AD also has wider social implications when considering the economic bearing. Understanding the socioeconomic impact of AD is of key importance for determining the value of programs for diagnosing, treating, and preventing AD, as well as research and development investment decisions on new technologies. According to Wittenberg et al. (2019), the total annual cost of care for dementia in England alone is approximately £24.2 billion. Therefore, in addition to the human suffering caused by the disease, Alzheimer’s is also creating an enormous strain on the NHS and health sector. On top of the direct, there are further hidden costs when considering factors such as the deterioration in mental health experienced by many AD patients and their carers and side effects associated with the medication used to treat these illnesses (El-Hayek et al., 2019). It is therefore critical that this economic impact is acknowledged and analysed with the brevity required. Without this, policymakers cannot make informed decisions or understand whether policies, designed to meet this challenge, are economically effective. Moreover, further investments in research need to be made in an attempt to find better treatments and improve the way diseases like Alzheimer’s are diagnosed. With research investigating better treatments, potential prevention methods and social care strategies, the impacts of AD discussed thus far are likely to be reduced.

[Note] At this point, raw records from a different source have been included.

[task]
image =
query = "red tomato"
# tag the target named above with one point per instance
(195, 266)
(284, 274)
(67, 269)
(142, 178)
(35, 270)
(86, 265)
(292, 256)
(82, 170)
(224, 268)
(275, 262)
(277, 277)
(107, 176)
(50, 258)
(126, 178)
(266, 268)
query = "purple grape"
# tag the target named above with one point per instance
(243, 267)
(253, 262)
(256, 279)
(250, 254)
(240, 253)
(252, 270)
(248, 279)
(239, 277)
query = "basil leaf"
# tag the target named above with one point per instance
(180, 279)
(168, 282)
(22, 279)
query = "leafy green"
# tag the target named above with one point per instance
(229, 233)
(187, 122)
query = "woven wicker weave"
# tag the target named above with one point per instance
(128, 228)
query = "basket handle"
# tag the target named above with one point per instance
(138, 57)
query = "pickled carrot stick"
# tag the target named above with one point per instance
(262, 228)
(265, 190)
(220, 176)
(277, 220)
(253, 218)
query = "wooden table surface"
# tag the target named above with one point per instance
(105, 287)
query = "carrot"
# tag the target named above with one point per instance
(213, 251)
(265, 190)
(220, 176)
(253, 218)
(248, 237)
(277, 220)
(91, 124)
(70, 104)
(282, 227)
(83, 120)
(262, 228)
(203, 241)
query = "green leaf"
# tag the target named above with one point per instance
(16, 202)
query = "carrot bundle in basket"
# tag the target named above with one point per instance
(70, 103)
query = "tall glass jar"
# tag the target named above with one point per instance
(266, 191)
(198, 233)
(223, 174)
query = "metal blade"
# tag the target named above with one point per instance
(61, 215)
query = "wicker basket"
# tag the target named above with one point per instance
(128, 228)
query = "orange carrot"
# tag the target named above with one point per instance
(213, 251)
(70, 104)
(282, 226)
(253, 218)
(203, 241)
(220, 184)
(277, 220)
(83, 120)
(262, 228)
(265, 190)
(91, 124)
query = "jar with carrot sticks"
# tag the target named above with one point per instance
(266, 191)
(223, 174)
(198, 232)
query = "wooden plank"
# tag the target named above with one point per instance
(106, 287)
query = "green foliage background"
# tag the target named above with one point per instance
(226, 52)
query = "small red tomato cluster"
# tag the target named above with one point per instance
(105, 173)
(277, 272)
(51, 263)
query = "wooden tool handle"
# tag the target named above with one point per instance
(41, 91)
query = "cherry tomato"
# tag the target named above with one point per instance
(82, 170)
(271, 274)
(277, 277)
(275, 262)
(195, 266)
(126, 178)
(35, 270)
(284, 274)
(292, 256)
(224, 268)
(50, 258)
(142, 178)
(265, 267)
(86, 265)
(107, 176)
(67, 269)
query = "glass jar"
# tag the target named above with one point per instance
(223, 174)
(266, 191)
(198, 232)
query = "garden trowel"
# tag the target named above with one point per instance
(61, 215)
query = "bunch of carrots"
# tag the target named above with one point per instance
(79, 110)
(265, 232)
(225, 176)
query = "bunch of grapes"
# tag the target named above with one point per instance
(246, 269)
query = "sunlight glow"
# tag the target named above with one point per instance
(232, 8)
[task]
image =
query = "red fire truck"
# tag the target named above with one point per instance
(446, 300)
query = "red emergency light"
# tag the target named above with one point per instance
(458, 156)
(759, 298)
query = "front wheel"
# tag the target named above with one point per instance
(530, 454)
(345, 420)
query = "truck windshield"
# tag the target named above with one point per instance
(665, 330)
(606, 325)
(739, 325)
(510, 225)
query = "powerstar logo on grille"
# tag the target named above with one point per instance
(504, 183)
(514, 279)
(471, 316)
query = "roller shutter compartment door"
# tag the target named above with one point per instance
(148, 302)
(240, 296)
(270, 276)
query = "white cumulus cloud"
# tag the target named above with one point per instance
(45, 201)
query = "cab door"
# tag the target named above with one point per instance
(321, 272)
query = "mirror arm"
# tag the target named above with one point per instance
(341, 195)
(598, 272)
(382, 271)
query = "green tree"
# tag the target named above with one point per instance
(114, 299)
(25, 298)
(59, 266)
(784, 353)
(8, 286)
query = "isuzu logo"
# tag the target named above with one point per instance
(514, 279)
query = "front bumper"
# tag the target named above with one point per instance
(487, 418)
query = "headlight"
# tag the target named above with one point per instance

One area of research that could significantly reduce the economic burden of AD is multimodal, non-pharmacological interventions for dementia resulting from AD. Although this type of intervention is less utilised among medical practitioners, the latest NICE guidance calls for them as the first point of call (Chalfont, Simpson, Shukla, Venkateswaran & Milligan, 2018). Recent review findings have identified a diverse combination of interventions, including cognitive enhancement therapies, physical exercise, psychological and psychosocial therapies, nutrition and diet, sleep hygiene, stress reduction, detoxification and hormonal health (Chalfont, Milligan & Simpson, 2018). In 90% of the studies reviewed, participants were reported to have cognitive improvements, stability with their dementia or a delay in their decline. This provides a more integrated approach to reducing AD symptoms, and in doing so, further problems such as depression, side effects of drugs, and caregiver burden could also be reduced as a result. This would, therefore, be a more cost-effective treatment, not only because it reduces reliance on the NHS and drugs, but in reducing these further psychosocial issues associated with AD hidden costs are also reduced.

In essence, AD can be a debilitating illness for those directly and indirectly affected by it. The cognitive impairments it leads to can produce a series of psychosocial impacts that can have serious and far-reaching consequences. Some of these include a deterioration of mental health, negative effects on caregivers, economic and financial burdens and social exclusion, as discussed here. Whilst there are strategies in place to moderate these impacts, such as drugs, therapy, funding and volunteering, further research needs to be conducted in these areas to find the best methods of helping AD patients so that they can feel as healthy and included as possible.